Going against what we thought was true, a controversial new Nature study has shown that nerve cell regeneration in a part of our brains called the dentate gyrus seems to halt when we hit the age of 13, suggesting that once we lose these cells to things like disease and aging, they do not come back.
The dentate gyrus is part of the hippocampus and is important in the formation of memories. Meanwhile, the hippocampus is an area of the brain central to emotion, memory, and the autonomic nervous system, which controls unconscious bodily functions like digestion.

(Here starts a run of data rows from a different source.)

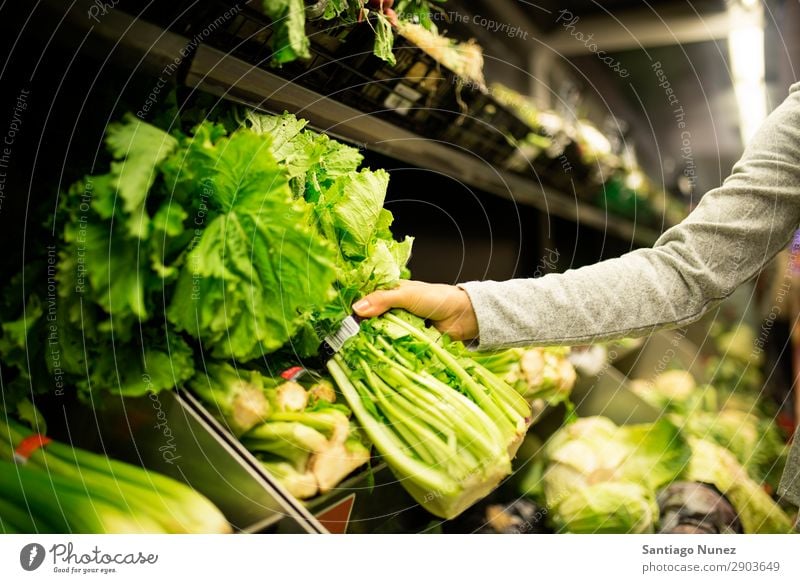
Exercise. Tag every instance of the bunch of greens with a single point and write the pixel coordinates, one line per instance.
(598, 477)
(445, 425)
(346, 211)
(61, 489)
(536, 373)
(300, 434)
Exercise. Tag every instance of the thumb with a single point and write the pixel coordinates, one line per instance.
(377, 303)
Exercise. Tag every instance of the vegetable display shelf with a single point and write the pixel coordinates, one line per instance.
(230, 78)
(127, 40)
(416, 92)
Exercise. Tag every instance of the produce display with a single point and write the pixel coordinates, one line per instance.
(214, 257)
(299, 433)
(596, 476)
(50, 487)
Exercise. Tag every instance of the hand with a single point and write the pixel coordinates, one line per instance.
(447, 306)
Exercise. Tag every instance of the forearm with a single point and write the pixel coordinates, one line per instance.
(732, 234)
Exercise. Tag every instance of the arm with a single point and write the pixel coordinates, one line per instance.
(727, 239)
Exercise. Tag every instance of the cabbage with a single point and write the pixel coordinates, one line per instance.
(603, 478)
(608, 507)
(757, 511)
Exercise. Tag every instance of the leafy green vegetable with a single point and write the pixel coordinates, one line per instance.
(606, 475)
(289, 22)
(446, 426)
(713, 464)
(608, 507)
(384, 39)
(256, 267)
(68, 490)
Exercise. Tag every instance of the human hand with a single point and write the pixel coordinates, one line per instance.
(447, 306)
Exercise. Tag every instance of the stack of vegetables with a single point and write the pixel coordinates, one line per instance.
(210, 258)
(299, 433)
(49, 487)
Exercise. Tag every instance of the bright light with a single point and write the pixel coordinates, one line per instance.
(746, 49)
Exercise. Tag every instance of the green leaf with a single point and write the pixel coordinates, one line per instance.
(384, 39)
(257, 267)
(138, 148)
(357, 202)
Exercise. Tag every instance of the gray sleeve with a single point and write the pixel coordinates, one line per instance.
(734, 231)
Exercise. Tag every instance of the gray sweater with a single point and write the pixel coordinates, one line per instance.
(731, 235)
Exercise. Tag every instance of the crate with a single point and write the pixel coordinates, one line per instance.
(487, 129)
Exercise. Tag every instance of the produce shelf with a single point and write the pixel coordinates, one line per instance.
(172, 434)
(144, 46)
(230, 78)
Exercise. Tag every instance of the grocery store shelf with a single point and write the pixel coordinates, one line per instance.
(146, 47)
(231, 78)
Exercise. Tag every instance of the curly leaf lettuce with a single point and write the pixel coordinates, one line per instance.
(257, 266)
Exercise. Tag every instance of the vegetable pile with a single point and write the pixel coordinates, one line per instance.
(60, 489)
(216, 256)
(299, 433)
(598, 477)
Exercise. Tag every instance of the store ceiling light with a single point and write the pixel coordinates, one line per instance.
(746, 50)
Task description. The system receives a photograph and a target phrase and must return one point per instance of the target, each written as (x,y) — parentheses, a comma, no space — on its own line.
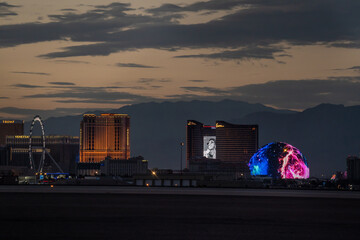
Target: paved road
(160,214)
(181,191)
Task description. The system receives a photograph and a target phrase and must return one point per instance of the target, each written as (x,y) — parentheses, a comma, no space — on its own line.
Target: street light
(181,146)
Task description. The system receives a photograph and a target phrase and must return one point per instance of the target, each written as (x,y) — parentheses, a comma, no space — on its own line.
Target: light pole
(181,146)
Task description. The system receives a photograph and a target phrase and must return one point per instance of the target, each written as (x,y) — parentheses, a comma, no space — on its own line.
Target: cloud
(213,5)
(355,68)
(68,10)
(290,94)
(133,65)
(33,73)
(62,83)
(92,95)
(5,9)
(262,23)
(205,90)
(147,81)
(242,54)
(70,61)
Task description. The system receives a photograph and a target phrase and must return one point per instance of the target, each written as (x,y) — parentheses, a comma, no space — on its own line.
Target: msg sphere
(279,160)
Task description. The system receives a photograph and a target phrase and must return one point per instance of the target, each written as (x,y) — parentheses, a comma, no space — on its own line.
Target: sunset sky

Some previous studies have found that hippocampal cell regeneration does decline with age, while others have suggested that the cells regenerate well into adulthood, with one study even claiming that the human hippocampus gains 700 new neurons each day. However, the team behind the new study point out various methodological issues in previous research, such as the type of marker proteins used, that likely led to misreported results.
What’s more, many previous studies have focused on non-human animals, particularly rodents, which although mammals, are quite different from us.
To avoid the problem of using potentially misrepresentative non-human animals, as well as the ethical implications of studying live human brains, the researchers used a total of 59 human brain samples that had either been removed post-mortem or during surgery. These samples ranged in age from a 14-week-old fetus to a 77-year-old man.
To investigate whether new cells were being formed in the dentate gyrus, the researchers looked for both young neurons and progenitor neurons. Progenitor cells are cells that can differentiate into a specific type of cell, similar to stem cells but with a more specific predetermined ending. Antibody markers were used to highlight the presence of immature neurons and progenitor cells.
Contrary to recent research, the team found that the number of developing neurons in the dentate gyrus reduces with age, coming to a complete halt around the age of 13. Brain samples from people aged 18 to 77 showed no signs of immature neurons in this area of the brain.
The researchers also found similar results in the brains of macaque monkeys, suggesting that a lack of nerve cell regeneration, or neurogenesis, within the hippocampus could be a feature of the primate brain.
The researchers also note that this phenomenon has been proposed for aquatic mammals, such as whales, dolphins, and porpoises, which like many primates exhibit intelligent, complex behaviors and have evolved large brains.
It is unclear exactly why these animals might experience a lack of hippocampal neurogenesis in adulthood, which has mainly been reported in various species of rodents, but it could be linked to having a large brain. Perhaps future research will tell us why.